Part 4: Workload
What Will You Do¶
In this part of the self-paced exercise, you will deploy a "GPU workload" to your Amazon EKS cluster that has a GPU node group.
Step 1: Namespace¶
In a typical production environment, administrators will have already created a "Kubernetes Namespace" for your workload. In this exercise, let us go ahead and create a namespace.

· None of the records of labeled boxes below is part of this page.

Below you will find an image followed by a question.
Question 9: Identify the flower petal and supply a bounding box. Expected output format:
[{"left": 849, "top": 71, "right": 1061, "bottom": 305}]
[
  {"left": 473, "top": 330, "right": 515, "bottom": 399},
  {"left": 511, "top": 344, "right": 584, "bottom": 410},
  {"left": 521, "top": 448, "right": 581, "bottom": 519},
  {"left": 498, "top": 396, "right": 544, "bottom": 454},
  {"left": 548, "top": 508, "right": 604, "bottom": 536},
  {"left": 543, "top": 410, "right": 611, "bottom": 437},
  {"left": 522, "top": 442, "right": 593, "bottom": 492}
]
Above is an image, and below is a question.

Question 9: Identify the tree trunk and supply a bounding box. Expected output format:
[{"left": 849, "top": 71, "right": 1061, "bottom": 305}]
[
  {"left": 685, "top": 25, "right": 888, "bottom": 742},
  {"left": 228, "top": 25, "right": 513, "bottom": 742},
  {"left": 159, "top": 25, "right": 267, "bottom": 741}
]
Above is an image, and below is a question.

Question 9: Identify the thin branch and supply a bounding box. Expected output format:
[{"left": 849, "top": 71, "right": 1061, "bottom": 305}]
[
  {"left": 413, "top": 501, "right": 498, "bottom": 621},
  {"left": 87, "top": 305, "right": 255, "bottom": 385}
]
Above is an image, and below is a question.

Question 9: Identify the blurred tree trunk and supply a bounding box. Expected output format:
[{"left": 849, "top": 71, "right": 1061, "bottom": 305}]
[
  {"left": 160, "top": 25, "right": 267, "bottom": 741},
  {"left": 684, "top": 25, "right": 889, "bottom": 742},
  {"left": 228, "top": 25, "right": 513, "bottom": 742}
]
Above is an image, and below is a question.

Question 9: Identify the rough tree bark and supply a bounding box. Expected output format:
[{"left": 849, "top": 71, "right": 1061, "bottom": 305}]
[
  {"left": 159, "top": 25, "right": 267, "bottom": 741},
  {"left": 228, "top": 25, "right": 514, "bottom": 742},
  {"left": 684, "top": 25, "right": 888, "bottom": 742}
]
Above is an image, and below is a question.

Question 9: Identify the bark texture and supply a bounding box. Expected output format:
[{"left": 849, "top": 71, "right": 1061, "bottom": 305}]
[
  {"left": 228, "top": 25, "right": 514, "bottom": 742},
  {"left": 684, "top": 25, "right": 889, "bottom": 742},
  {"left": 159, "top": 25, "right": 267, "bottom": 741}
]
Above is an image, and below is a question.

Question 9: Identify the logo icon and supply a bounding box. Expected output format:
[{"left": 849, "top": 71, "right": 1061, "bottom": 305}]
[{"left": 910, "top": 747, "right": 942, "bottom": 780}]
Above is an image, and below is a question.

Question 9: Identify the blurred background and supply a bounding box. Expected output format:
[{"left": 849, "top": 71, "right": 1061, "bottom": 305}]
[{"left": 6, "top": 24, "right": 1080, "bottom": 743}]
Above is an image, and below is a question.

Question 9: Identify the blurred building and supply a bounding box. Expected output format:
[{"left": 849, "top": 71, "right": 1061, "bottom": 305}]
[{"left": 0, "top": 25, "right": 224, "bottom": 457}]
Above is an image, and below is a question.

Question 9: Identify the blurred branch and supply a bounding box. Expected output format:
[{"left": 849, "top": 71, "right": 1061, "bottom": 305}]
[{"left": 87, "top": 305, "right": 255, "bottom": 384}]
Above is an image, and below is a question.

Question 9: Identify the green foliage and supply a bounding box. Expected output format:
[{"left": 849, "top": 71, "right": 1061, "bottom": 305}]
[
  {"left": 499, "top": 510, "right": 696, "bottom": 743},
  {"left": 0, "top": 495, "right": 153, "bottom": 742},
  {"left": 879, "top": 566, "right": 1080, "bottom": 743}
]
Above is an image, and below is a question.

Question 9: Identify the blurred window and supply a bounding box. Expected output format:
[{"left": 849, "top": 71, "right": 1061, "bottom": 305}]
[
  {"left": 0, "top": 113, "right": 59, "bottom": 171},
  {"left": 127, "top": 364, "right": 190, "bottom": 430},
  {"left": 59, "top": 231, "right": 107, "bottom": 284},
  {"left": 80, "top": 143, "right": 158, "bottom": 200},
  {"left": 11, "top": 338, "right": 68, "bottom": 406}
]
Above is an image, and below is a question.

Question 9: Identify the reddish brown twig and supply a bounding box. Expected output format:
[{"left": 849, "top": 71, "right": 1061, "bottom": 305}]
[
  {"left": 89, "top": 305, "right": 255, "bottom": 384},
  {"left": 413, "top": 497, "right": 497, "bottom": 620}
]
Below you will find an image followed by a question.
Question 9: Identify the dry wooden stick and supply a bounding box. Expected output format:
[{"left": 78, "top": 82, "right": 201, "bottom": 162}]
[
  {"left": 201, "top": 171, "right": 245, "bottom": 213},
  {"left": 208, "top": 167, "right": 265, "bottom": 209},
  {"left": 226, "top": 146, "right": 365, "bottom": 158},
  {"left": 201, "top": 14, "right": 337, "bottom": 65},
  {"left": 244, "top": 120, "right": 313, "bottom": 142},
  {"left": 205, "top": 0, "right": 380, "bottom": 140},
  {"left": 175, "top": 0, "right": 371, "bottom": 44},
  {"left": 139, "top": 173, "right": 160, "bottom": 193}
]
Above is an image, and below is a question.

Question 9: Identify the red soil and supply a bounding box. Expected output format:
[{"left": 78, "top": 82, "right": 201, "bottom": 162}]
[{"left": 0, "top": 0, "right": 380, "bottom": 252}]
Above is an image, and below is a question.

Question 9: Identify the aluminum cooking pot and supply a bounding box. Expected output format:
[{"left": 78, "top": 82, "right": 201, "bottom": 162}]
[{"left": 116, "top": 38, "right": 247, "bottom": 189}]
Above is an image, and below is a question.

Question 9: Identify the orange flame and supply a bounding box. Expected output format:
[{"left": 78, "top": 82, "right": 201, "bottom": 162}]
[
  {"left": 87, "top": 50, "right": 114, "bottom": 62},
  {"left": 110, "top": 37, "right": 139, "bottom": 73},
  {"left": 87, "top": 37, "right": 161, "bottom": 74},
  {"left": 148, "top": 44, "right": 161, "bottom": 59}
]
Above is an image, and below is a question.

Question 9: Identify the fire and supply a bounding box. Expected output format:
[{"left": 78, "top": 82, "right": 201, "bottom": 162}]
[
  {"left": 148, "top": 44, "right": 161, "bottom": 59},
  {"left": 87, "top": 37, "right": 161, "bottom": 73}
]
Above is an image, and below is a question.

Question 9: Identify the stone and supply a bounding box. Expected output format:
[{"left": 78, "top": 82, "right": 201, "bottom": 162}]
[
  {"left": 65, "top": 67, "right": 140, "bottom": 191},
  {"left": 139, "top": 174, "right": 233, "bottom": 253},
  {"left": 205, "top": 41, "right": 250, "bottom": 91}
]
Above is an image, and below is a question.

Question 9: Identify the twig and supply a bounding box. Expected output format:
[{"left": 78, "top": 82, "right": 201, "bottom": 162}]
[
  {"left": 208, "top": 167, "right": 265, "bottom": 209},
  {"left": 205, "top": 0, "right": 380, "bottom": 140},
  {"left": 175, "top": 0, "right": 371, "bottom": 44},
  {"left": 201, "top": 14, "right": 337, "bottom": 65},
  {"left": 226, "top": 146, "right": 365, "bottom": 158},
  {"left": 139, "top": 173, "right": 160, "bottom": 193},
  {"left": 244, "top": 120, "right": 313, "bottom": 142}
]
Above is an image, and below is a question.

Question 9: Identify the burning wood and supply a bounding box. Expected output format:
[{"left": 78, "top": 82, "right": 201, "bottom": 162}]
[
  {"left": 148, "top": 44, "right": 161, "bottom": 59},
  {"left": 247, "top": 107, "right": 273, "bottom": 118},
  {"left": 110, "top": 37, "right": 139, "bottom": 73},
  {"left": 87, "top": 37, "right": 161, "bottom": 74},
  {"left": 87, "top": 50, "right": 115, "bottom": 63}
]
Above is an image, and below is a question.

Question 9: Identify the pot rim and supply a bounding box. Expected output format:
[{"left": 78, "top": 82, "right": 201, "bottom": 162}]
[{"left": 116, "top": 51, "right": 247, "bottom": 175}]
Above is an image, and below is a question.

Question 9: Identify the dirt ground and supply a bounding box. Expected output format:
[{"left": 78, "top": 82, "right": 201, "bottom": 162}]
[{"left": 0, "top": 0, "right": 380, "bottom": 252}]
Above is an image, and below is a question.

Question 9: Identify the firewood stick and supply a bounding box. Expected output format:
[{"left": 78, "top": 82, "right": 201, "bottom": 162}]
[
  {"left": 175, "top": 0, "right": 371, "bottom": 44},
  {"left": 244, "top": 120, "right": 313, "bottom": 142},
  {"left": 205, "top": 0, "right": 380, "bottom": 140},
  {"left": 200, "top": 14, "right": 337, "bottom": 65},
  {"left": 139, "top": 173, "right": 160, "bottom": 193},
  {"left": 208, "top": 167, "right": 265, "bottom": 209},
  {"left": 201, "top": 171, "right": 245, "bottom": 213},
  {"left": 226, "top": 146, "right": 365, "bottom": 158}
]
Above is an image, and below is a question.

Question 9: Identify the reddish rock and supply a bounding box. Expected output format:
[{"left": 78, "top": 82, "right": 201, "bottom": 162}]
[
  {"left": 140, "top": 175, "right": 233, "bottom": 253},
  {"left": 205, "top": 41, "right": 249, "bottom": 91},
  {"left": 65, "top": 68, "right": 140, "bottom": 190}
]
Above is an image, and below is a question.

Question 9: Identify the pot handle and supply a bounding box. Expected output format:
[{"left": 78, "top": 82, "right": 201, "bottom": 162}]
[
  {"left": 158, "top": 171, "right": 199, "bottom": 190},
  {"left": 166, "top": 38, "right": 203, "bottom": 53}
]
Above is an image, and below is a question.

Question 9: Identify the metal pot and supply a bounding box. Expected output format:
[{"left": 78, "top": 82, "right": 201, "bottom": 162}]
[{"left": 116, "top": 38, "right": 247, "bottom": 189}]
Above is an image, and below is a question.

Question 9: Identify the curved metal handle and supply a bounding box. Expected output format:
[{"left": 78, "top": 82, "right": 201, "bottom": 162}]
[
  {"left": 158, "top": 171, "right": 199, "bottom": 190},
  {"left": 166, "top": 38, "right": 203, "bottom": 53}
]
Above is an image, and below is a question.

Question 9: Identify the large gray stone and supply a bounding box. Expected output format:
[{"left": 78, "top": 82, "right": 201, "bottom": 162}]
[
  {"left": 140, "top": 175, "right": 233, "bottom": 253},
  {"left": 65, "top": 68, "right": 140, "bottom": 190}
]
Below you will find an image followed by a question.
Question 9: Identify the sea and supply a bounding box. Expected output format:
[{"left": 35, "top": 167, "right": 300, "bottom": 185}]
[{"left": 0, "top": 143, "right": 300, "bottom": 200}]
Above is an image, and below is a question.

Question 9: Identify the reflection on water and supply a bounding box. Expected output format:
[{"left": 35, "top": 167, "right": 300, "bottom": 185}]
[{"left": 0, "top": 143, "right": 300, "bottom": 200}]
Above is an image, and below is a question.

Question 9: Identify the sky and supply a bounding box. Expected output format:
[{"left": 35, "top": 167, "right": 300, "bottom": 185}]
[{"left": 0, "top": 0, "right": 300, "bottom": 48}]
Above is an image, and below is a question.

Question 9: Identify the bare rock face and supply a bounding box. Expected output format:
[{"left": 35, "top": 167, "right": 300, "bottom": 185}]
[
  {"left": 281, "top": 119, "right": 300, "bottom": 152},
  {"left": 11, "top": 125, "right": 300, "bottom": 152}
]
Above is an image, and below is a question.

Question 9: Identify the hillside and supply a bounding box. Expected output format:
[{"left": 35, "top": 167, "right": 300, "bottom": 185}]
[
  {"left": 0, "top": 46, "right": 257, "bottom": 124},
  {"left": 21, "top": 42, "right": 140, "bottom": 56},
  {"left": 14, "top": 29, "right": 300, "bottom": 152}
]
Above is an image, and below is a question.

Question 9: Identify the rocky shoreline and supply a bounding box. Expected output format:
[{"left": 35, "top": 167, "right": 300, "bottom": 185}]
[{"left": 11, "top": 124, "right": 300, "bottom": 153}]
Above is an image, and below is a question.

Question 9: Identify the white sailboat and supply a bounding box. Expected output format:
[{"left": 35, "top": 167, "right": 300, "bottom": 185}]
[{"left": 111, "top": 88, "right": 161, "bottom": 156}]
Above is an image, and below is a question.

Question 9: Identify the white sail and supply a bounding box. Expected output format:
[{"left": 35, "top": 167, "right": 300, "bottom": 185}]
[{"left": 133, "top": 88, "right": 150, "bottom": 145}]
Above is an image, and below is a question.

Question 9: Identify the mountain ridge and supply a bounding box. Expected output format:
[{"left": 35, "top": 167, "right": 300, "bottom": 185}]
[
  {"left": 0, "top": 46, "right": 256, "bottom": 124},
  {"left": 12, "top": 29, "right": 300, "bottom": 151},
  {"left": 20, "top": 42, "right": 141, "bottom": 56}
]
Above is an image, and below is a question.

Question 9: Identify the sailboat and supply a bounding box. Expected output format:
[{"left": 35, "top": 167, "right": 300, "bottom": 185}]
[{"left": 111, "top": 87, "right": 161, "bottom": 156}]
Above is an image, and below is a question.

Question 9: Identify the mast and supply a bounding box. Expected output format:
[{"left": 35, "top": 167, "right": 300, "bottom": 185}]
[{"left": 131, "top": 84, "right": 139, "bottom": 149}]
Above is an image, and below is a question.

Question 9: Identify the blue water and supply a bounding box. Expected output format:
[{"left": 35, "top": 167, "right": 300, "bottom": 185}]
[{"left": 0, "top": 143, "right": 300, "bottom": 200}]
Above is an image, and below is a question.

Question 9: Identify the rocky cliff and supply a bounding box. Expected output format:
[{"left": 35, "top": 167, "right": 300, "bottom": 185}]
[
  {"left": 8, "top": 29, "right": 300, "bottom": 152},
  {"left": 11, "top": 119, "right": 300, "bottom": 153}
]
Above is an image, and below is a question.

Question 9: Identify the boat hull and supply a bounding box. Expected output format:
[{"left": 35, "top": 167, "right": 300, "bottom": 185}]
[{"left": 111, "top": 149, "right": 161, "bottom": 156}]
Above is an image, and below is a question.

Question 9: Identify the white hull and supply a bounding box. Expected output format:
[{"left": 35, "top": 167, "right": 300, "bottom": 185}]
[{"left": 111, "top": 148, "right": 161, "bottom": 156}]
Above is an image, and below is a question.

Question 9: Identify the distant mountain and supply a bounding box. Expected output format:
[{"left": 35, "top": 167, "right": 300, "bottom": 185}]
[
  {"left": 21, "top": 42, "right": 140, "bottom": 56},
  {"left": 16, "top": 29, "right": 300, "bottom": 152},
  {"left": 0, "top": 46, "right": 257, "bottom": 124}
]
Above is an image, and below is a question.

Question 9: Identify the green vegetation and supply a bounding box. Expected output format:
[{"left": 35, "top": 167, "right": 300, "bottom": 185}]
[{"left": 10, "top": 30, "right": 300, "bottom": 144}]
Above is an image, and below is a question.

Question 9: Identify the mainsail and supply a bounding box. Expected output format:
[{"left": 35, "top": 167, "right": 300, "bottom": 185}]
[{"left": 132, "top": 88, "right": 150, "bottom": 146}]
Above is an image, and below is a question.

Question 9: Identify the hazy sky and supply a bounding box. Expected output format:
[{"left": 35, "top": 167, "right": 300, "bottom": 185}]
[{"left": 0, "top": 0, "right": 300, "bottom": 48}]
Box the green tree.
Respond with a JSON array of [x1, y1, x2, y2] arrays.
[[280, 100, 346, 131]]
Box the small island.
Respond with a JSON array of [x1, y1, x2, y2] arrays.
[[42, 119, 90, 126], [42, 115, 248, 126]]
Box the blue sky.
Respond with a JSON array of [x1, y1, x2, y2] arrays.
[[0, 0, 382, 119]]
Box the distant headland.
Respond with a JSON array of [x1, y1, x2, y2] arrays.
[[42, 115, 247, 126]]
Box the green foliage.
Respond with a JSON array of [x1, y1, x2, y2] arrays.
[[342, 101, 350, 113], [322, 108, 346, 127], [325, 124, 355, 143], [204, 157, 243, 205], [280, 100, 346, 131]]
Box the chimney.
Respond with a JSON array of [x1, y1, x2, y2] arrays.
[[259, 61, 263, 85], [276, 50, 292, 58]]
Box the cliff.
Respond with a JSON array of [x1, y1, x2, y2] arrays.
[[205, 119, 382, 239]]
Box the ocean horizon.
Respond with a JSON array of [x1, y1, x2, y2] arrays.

- Open Terminal (on macOS/Linux) or Command Prompt (Windows) and navigate to the folder where you forked the Git repository
- Navigate to the folder "
- Type the command
rctl create ns -f namespace.yaml
This step creates a namespace in your project. The controller can create a namespace on "multiple clusters" based on its placement policy.
rctl publish ns gputest
To verify that then namespace was successfully created on your EKS cluster, run the following kubectl command
kubectl get ns gputest
You should see results like the following. Note that the namespace was successfully created on your EKS cluster.
NAME STATUS AGE default Active 55m gpu-operator-resources Active 9m26s gputest Active 4s kube-node-lease Active 55m kube-public Active 55m kube-system Active 55m rafay-infra Active 43m rafay-system Active 43m
Step 2: Deploy Workload¶
The "gputest.yaml" file contains the declarative specification for our GPU Workload. Let us review it.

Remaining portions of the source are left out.